We therefore conclude that the mandatory permanency hearings that follow an adjudication of neglect constitute “phases” of the dispositional proceedings for purposes of Family Ct Act § 1035 (f). Thus, absent any basis to preclude intervention, the orders denying the uncle’s application for permission to intervene must be reversed. While the uncle also challenges *1391the merits of the January 2016 permanency order that followed the erroneous denial of his motion to intervene, that order is not properly before us inasmuch as the notice of appeal is limited to the orders denying the motion to intervene (see CPLR 5515 [1]; Cusson v Hillier Group, Inc., 97 AD3d 1042, 1043 [2012]; Matter of Steele, 85 AD3d 1375, 1376 [2011]). However, in light of our determination that the uncle should have been permitted to intervene in the permanency hearing which resulted in the January 2016 order, upon remittal, Family Court should consider the matter de novo.

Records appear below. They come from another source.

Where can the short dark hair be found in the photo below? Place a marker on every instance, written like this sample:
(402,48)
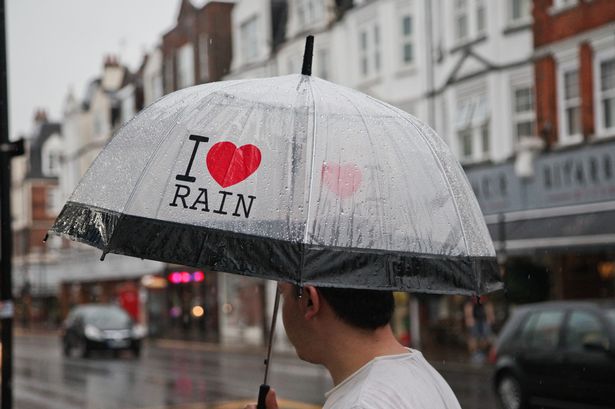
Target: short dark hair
(365,309)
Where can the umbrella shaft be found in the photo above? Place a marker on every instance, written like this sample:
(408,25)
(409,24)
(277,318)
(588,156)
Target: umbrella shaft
(271,331)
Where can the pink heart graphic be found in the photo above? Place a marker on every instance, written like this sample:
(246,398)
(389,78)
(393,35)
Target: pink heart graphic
(229,165)
(343,180)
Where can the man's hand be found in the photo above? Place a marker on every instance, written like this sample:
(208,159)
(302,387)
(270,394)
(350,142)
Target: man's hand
(271,401)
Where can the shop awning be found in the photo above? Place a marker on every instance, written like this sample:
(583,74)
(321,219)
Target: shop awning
(572,227)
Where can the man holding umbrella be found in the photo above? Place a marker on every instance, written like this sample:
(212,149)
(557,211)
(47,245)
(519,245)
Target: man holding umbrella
(308,183)
(348,332)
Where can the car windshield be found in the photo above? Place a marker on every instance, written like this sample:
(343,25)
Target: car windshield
(106,317)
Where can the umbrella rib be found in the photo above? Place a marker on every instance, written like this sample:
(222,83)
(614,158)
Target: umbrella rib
(382,228)
(311,172)
(437,160)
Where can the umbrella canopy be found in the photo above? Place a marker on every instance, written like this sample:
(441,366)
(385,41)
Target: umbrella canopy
(288,178)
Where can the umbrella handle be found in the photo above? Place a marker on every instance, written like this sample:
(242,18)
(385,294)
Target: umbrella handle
(262,395)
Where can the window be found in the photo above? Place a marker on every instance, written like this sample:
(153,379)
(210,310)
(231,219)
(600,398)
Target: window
(481,16)
(465,138)
(520,11)
(53,201)
(169,84)
(571,103)
(582,328)
(249,39)
(486,140)
(473,130)
(542,329)
(369,50)
(407,46)
(523,112)
(376,48)
(204,57)
(54,160)
(461,20)
(607,94)
(185,66)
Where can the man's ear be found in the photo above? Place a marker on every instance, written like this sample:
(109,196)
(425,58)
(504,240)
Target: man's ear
(312,302)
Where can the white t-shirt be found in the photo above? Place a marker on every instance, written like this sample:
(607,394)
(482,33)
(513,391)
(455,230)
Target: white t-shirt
(405,381)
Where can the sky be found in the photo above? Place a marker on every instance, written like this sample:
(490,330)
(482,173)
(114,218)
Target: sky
(57,45)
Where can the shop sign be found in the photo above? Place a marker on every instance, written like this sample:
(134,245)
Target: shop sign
(572,177)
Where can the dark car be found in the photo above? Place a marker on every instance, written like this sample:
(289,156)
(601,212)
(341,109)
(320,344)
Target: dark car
(557,354)
(92,327)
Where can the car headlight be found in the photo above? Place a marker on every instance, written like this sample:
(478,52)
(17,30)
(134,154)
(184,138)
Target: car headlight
(138,331)
(93,333)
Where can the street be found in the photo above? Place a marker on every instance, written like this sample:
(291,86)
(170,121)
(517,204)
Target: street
(172,374)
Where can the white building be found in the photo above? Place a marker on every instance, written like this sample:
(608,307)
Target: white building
(464,66)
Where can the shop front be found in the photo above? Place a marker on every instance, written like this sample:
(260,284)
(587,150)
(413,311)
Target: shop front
(182,304)
(554,230)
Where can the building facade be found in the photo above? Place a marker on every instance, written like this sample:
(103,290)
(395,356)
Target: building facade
(197,49)
(549,211)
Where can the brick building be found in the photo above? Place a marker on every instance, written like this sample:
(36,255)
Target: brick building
(554,223)
(198,49)
(36,202)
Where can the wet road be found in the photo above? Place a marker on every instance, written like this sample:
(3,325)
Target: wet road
(166,376)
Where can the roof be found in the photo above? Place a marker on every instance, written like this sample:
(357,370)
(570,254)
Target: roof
(44,131)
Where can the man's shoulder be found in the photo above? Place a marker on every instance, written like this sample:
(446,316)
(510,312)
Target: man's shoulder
(395,382)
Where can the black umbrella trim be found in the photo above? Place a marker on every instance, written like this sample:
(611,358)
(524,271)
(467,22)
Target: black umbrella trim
(219,250)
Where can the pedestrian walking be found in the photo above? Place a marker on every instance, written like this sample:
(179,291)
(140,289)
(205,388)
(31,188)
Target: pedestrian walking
(479,318)
(307,183)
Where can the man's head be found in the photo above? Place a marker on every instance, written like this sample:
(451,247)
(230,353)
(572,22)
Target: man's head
(314,316)
(364,309)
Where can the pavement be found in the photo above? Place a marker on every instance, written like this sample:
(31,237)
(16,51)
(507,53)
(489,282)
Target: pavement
(443,358)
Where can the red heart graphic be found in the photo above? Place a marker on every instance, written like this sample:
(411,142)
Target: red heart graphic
(229,165)
(343,180)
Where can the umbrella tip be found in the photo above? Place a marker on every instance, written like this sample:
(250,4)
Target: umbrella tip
(307,55)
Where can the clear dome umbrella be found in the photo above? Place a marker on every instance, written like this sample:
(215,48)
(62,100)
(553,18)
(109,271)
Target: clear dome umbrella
(289,178)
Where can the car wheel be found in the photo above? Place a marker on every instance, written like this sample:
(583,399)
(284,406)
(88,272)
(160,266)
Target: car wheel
(510,393)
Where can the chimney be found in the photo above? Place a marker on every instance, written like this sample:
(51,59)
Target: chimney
(111,61)
(40,116)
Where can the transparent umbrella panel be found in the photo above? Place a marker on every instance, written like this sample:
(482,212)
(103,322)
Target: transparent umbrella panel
(291,178)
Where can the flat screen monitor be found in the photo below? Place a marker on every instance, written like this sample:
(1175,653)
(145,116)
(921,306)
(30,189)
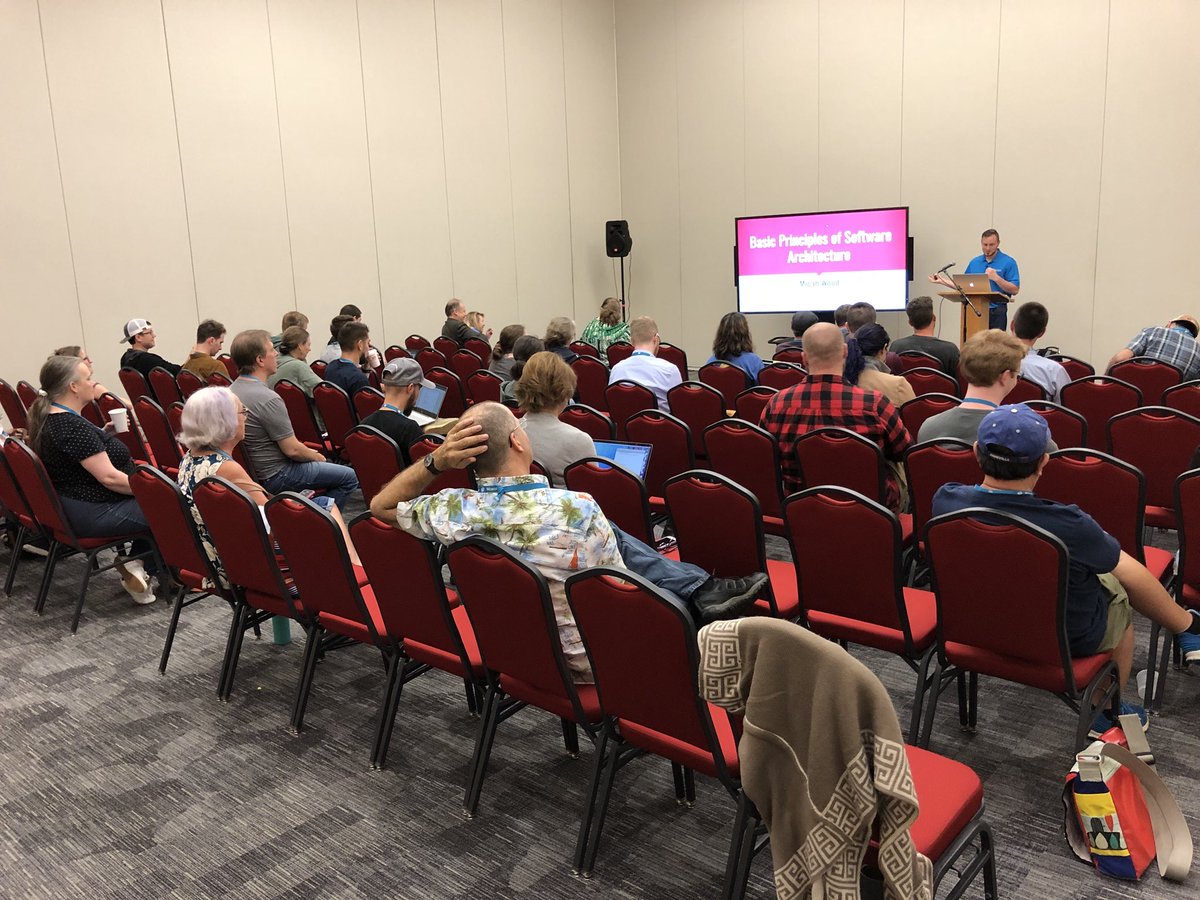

Lahtinen, Egan Jr., Rose and Clark, JJ., concur.
Ordered that the orders are reversed, on the law, without costs, and matter remitted to the Family Court of Saratoga County for further proceedings not inconsistent with this Court’s decision.

 The permanency goal for the older child, who was nearly 18 years old at the time, was modified, without objection, to discharge to independent living.